Urbain accepta. Elle profita de ce bon mouvement pour le gronder, avec mille gentillesses, de l’oubli qu’il faisait du monde, où autrefois il allait trop. Il ne fallait pas tomber d’une exagération dans une autre. Certaines relations étaient à ménager : Paul Vilon, qui avait quelque influence ; une sœur de Mme de Boisgard, Mme de La Chable, à laquelle il avait été particulièrement recommandé. Le soir, il se montrerait dans un salon ou deux, le matin il travaillerait, et il lui resterait bien encore deux ou trois heures par jour pour voir ses amis. En six mois de cette vie, il aurait pris une bonne place dans l’estime de tous, et Sardanapale serait achevé. — Tu as raison, dit Urbain, entraîné par ce langage plein d’onction et de chaleur. C’est un homme nouveau que tu vas voir. — Il lui pressa tendrement le bras et se mit à causer avec un abandon qu’il ne montrait pas depuis longtemps. Jamais journée ne parut plus belle à Madeleine ; ils dînèrent ensemble à Asnières et revinrent en causant par les bords de la Seine jusqu’au pont de Neuilly. La soirée était calme, les étoiles tremblaient dans le lit du fleuve, où se reflétait la longue tige des peupliers. Madeleine se souvint de la Loire et du père Noël. « S’il nous voyait, pensa-t-elle, il serait content. » Toute crainte s’était alors dissipée ; elle voyait l’avenir comme son amour et Urbain le lui montraient.

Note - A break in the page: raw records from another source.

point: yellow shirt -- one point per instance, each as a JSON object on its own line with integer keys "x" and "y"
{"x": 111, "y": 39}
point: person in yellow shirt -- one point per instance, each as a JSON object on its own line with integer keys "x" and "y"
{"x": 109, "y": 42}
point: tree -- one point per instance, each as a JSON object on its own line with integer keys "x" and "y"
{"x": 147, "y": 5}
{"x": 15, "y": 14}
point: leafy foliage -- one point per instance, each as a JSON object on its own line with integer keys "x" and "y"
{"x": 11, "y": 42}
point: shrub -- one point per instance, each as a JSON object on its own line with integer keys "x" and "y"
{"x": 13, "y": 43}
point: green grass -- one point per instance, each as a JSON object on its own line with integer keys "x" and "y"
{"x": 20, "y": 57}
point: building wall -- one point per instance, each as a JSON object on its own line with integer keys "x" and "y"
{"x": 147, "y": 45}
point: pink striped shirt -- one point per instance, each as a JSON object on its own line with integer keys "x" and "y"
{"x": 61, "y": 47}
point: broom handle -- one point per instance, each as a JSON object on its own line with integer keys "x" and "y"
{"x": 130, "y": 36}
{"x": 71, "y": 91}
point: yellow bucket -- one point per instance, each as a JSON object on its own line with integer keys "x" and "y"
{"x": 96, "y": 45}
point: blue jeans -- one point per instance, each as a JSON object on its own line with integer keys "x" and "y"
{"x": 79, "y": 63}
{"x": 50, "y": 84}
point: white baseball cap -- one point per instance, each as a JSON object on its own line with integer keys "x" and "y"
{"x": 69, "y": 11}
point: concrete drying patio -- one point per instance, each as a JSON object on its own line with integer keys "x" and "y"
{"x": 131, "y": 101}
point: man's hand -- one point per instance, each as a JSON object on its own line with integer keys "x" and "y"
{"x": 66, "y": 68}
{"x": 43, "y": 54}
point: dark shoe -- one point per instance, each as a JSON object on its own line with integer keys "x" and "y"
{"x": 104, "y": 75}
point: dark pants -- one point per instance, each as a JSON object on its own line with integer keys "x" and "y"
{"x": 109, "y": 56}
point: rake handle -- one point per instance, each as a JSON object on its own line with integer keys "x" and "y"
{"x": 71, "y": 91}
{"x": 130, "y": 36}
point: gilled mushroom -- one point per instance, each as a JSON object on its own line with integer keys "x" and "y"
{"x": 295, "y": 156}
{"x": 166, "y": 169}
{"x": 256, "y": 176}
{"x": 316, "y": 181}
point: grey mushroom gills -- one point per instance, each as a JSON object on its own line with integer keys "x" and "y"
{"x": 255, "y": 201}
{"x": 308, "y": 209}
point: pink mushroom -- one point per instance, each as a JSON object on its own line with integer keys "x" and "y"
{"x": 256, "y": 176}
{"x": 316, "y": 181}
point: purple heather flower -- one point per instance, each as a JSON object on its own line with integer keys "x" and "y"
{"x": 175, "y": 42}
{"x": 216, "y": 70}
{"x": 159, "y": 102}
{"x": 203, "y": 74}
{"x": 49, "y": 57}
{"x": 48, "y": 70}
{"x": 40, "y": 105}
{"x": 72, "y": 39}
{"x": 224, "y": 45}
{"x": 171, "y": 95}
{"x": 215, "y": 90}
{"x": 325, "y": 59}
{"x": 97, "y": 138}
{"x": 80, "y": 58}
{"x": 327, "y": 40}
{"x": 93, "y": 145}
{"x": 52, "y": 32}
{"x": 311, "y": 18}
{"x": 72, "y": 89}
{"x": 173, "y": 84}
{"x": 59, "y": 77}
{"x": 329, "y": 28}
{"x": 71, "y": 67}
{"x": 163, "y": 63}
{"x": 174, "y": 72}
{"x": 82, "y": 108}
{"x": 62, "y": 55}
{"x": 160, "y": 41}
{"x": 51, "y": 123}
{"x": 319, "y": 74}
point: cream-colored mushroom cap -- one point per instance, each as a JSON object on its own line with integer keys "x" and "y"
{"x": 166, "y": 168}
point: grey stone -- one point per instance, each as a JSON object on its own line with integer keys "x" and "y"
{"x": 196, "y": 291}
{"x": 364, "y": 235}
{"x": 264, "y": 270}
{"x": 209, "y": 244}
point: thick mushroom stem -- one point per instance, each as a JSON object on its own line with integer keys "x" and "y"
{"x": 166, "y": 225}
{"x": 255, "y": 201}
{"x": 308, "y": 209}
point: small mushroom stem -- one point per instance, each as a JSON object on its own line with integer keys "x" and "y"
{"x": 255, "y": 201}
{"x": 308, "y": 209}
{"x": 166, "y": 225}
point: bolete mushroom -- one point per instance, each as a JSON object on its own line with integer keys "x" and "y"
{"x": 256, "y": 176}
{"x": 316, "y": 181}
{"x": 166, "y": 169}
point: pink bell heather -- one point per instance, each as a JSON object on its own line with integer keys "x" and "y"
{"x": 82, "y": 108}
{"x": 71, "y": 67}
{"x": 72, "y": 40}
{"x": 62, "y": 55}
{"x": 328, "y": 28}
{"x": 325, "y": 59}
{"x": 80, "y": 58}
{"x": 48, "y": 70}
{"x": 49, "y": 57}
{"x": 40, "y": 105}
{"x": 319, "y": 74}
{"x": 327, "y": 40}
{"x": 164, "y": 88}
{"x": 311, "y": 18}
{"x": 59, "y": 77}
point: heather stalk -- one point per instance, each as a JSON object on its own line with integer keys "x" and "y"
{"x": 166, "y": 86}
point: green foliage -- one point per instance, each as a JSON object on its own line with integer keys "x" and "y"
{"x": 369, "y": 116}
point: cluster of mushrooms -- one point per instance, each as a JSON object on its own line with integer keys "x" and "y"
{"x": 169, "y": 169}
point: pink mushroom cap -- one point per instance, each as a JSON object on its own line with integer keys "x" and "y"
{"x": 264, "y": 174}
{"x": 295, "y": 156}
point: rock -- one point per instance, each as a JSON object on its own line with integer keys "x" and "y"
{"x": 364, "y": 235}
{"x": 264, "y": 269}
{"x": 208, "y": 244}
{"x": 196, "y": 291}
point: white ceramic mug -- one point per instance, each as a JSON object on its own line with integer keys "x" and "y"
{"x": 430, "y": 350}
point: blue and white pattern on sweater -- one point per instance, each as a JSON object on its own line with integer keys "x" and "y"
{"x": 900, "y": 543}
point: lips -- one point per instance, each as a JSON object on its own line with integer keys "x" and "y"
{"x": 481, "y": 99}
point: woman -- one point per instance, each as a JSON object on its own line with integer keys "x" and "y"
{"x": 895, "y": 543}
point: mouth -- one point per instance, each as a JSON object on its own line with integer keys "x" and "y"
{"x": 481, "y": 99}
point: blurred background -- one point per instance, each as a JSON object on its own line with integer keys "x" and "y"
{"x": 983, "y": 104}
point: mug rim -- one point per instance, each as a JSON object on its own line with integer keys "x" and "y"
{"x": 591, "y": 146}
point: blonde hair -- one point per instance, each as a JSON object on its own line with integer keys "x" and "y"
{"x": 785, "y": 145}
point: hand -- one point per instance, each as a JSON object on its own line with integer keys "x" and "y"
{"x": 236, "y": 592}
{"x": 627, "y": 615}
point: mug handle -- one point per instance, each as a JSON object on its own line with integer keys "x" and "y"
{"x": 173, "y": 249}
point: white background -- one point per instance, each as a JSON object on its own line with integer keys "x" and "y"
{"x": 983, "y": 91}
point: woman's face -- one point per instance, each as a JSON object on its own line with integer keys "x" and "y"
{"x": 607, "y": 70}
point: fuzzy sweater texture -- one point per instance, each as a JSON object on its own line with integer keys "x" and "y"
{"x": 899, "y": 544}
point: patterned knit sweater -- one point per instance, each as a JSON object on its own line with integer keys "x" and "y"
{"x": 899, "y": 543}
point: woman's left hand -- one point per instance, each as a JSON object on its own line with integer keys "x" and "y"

Le lendemain, Urbain se rendit chez Paul Vilon pour l’engager à dîner. Paul se souvint de Madeleine, qui lui plaisait ; il accepta. Dans la soirée du même jour, Urbain exécuta bravement chez Mme de La Chable un petit nombre de compositions rapportées de Blois. Le fils du mercier avait le sentiment de l’expression musicale ; sans avoir beaucoup de voix, il chantait avec goût, et surtout avec un certain élan qui fondait la glace habituelle d’un salon. Exalté par sa récente conversation avec Madeleine, il voulut plaire et réussit. Plusieurs invitations lui furent adressées coup sur coup. Il les accepta toutes, et pendant quinze jours il s’habitua à ne rentrer qu’à trois heures du matin. Ce n’était pas là précisément ce que Madeleine aurait voulu. Il y avait rechute, et non pas guérison.

Urbain revint un soir fou de joie. M. Le duc de R… L’avait invité à prendre le thé chez lui. — Est-ce le directeur de l’Opéra ? demanda Madeleine avec une feinte naïveté.